On the hero–hero graph `G`, compute:
- **degree_centrality** (unweighted neighbors)
- **strength** (sum of edge weights = shared-comic counts)
- **eigenvector** (weighted)
Results are previewed (top 10 by strength) and saved to `outputs/metrics_v1.csv`.

In [36]:
# Degree centrality (unweighted)
deg = nx.degree_centrality(G)

# Strength = sum of edge weights
strength = {n: G.degree(n, weight="weight") for n in G.nodes()}

# Eigenvector centrality (weighted)
eig = nx.eigenvector_centrality(G, weight="weight", max_iter=300, tol=1e-6)

# Assemble tidy table
metrics = (
    pd.DataFrame({
        "character": list(G.nodes()),
        "degree_centrality": [deg[n] for n in G.nodes()],
        "strength": [strength[n] for n in G.nodes()],
        "eigenvector": [eig[n] for n in G.nodes()],
    })
    .sort_values("strength", ascending=False)
    .reset_index(drop=True)
)

# Preview top 10
display(metrics.head(10))

# Save to outputs/
Path("outputs").mkdir(parents=True, exist_ok=True)
out_csv = "outputs/metrics_v1.csv"
metrics.to_csv(out_csv, index=False)
print(f"Saved: {out_csv}  (rows={len(metrics):,})")

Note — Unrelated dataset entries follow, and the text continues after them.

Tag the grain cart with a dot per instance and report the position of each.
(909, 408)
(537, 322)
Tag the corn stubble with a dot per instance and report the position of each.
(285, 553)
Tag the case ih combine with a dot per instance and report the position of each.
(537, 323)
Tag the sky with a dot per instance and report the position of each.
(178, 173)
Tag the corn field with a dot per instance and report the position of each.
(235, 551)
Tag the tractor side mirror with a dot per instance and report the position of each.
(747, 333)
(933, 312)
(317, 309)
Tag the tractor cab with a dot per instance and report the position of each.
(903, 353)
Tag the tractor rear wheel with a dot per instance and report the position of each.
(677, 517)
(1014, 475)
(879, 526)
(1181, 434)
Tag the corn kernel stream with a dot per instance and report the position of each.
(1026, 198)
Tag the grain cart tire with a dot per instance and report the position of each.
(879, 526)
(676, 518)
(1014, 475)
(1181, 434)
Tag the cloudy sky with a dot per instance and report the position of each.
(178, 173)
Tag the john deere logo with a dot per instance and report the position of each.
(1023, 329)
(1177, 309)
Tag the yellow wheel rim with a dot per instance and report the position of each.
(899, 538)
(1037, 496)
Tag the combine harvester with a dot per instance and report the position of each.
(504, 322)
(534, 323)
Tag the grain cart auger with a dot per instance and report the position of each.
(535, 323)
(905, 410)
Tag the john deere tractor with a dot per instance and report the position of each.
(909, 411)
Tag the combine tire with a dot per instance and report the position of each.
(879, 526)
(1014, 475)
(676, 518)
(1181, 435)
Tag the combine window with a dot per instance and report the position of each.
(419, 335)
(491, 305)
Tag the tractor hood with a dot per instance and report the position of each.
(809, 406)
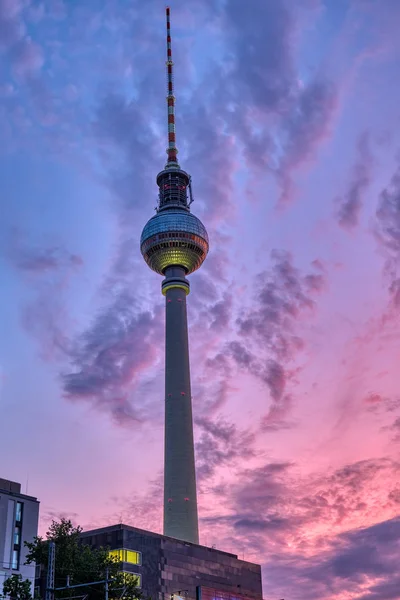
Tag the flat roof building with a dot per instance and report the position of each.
(19, 515)
(171, 568)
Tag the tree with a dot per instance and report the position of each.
(17, 589)
(82, 564)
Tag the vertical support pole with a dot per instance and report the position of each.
(180, 498)
(50, 571)
(106, 586)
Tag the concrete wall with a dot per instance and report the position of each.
(29, 527)
(170, 565)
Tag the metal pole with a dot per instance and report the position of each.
(50, 571)
(106, 586)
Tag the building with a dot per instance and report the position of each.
(174, 243)
(19, 515)
(169, 568)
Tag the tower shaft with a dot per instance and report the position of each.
(180, 499)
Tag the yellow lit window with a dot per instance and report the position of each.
(130, 556)
(131, 577)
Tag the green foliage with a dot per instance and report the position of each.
(82, 564)
(16, 588)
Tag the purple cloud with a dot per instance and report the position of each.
(351, 202)
(111, 356)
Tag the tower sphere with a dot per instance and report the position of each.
(174, 237)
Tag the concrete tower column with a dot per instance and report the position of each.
(180, 498)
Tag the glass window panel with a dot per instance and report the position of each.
(130, 577)
(18, 512)
(129, 556)
(17, 536)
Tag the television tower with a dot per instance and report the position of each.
(174, 243)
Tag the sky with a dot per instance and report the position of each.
(288, 122)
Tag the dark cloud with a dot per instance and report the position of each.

Unnamed: 0,character,degree_centrality,strength,eigenvector
0,CAPTAIN AMERICA,0.298028,16057,0.273361
1,SPIDER-MAN/PETER PARKER,0.272403,13730,0.130145
2,IRON MAN/TONY STARK,0.243205,11997,0.225258
3,THOR/DR. DONALD BLAK,0.204224,11558,0.19953
4,THING/BENJAMIN J. GR,0.22488,10772,0.231308
5,WOLVERINE/LOGAN,0.21463,10480,0.138351
6,HUMAN TORCH/JOHNNY S,0.219289,10377,0.227829
7,SCARLET WITCH/WANDA,0.211524,10168,0.215719
8,MR. FANTASTIC/REED R,0.21991,9886,0.222814
9,VISION,0.193042,9786,0.210616


Saved: outputs/metrics_v1.csv  (rows=6,440)


## Community detection

Detect character communities in the hero–hero network using the Louvain method.
Communities represent clusters of characters who co-appear frequently across comics.

In [37]:
# Run Louvain community detection
partition = community_louvain.best_partition(G, weight="weight")

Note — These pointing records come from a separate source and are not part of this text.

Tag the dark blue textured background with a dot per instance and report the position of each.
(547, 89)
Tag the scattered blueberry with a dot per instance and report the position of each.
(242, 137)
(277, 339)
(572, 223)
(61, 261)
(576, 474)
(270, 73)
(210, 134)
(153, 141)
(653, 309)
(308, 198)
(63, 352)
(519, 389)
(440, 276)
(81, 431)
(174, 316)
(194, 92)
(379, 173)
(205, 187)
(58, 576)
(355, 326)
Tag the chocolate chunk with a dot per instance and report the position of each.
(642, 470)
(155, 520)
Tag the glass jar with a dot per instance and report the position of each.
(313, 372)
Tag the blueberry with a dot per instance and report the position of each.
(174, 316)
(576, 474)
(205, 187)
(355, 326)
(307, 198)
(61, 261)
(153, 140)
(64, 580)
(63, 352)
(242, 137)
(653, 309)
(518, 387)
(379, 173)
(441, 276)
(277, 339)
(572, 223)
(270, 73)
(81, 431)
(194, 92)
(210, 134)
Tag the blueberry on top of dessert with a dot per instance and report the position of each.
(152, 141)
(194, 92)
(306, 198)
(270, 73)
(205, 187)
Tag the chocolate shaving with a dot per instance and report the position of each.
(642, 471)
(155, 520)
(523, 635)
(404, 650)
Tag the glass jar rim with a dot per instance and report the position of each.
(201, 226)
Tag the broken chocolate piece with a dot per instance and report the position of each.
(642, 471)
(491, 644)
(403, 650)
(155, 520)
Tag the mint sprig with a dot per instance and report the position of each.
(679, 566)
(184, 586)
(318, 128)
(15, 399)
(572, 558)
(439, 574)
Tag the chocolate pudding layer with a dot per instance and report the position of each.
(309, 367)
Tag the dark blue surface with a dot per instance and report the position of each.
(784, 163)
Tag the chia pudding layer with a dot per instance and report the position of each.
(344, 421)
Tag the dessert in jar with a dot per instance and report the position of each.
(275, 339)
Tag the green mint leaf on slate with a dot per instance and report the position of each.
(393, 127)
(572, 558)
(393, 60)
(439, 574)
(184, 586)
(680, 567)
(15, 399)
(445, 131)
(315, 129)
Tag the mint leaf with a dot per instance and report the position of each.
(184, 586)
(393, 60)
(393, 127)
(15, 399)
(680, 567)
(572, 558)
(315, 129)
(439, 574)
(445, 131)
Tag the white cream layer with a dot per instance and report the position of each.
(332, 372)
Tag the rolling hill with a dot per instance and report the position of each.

# Attach community labels to DataFrame
metrics["community"] = metrics["character"].map(partition)

print(f"Detected {len(set(partition.values()))} communities")
display(metrics.head(10))

Detected 52 communities


Unnamed: 0,character,degree_centrality,strength,eigenvector,community
0,CAPTAIN AMERICA,0.298028,16057,0.273361,5
1,SPIDER-MAN/PETER PARKER,0.272403,13730,0.130145,6
2,IRON MAN/TONY STARK,0.243205,11997,0.225258,5
3,THOR/DR. DONALD BLAK,0.204224,11558,0.19953,0
4,THING/BENJAMIN J. GR,0.22488,10772,0.231308,11
5,WOLVERINE/LOGAN,0.21463,10480,0.138351,2
6,HUMAN TORCH/JOHNNY S,0.219289,10377,0.227829,11
7,SCARLET WITCH/WANDA,0.211524,10168,0.215719,5
8,MR. FANTASTIC/REED R,0.21991,9886,0.222814,11
9,VISION,0.193042,9786,0.210616,5


In [38]:
community_sizes = Counter(partition.values())
print("Top 5 communities by size:")
for comm, size in community_sizes.most_common(5):
    print(f"Community {comm}: {size} heroes")

Top 5 communities by size:
Community 2: 1313 heroes
Community 5: 1170 heroes
Community 6: 932 heroes
Community 17: 611 heroes
Community 11: 525 heroes


Note: Louvain community IDs (e.g., 2, 5, 6) are arbitrary labels.  
The sizes above are sorted by number of heroes, not by community ID.